If you're certain that
... you can run Fisher's exact test in R like so:
First determine how many of the samples display each combination of mutations (A, B) (A-mut, B), (A, B-mut), (A-mut, B-mut)
# rows are A (unmutated, then mutated), columns are B (unmutated, then mutated)
counts <- matrix(
c(4500 - (90 + 550 + 810), # 3050 with no mutation
550, # (A-mut, B);
810, # (A, B-mut);
90 # (A-mut, B-mut)
), nrow = 2)
results <- fisher.test(counts)
Note that this is a two-tailed test: it determines if there are more comutated samples than expected, or less comutated samples than expected.

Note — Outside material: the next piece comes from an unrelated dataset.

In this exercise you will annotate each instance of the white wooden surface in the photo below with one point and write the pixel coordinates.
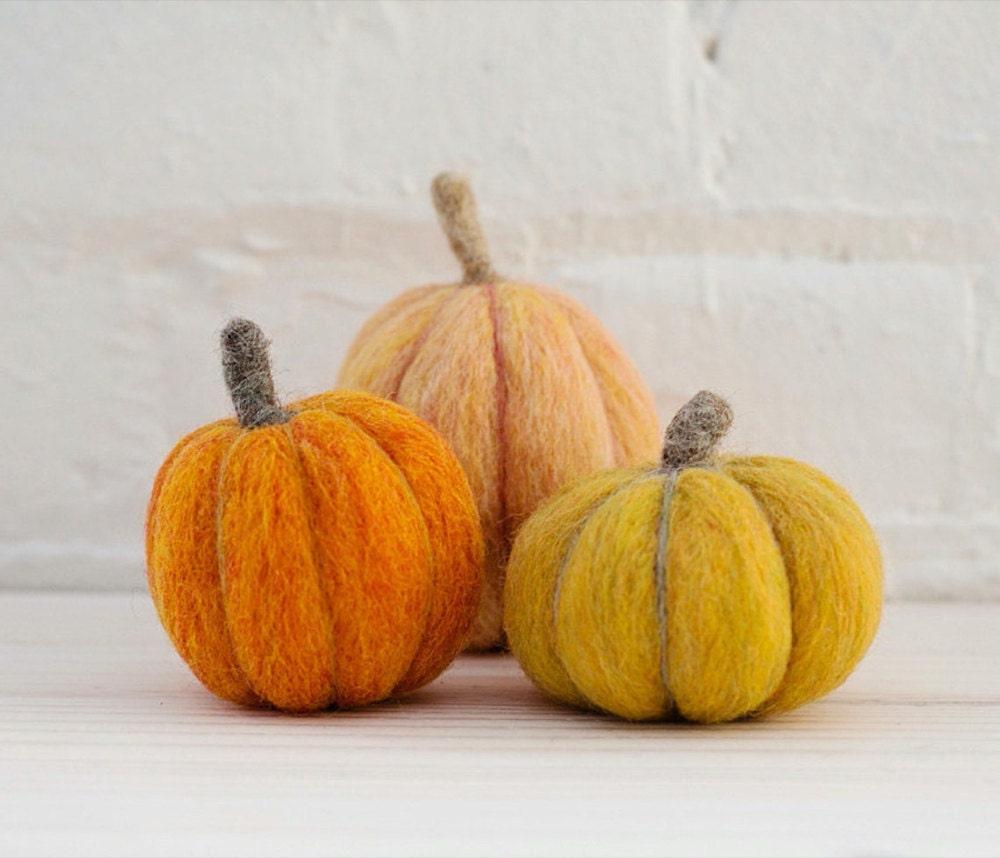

If you have prior reason to expect exclusivity between the two genes, you can do a one-tailed test:
fisher.test(counts, alternative = "less")
On the back-of-the-envelope, you could reason as follows:
4500 samples, ~ 15% are A-mut, ~ 20% are B-mut; so you'd expect around 3% of the samples to be comutated; but you've only observed 2%. To me, this doesn't sound too impressive, but since you've used so many samples, it is pretty impressive.
Are the samples all from the same dataset?
thanks a lot for the reply and the clear explanation. So, if the p-value is less than 0.05 it is seen as they are mutually exclusive. Am I right?
No. There is evidence that they are mutually exclusive, under the many many assumptions of the test.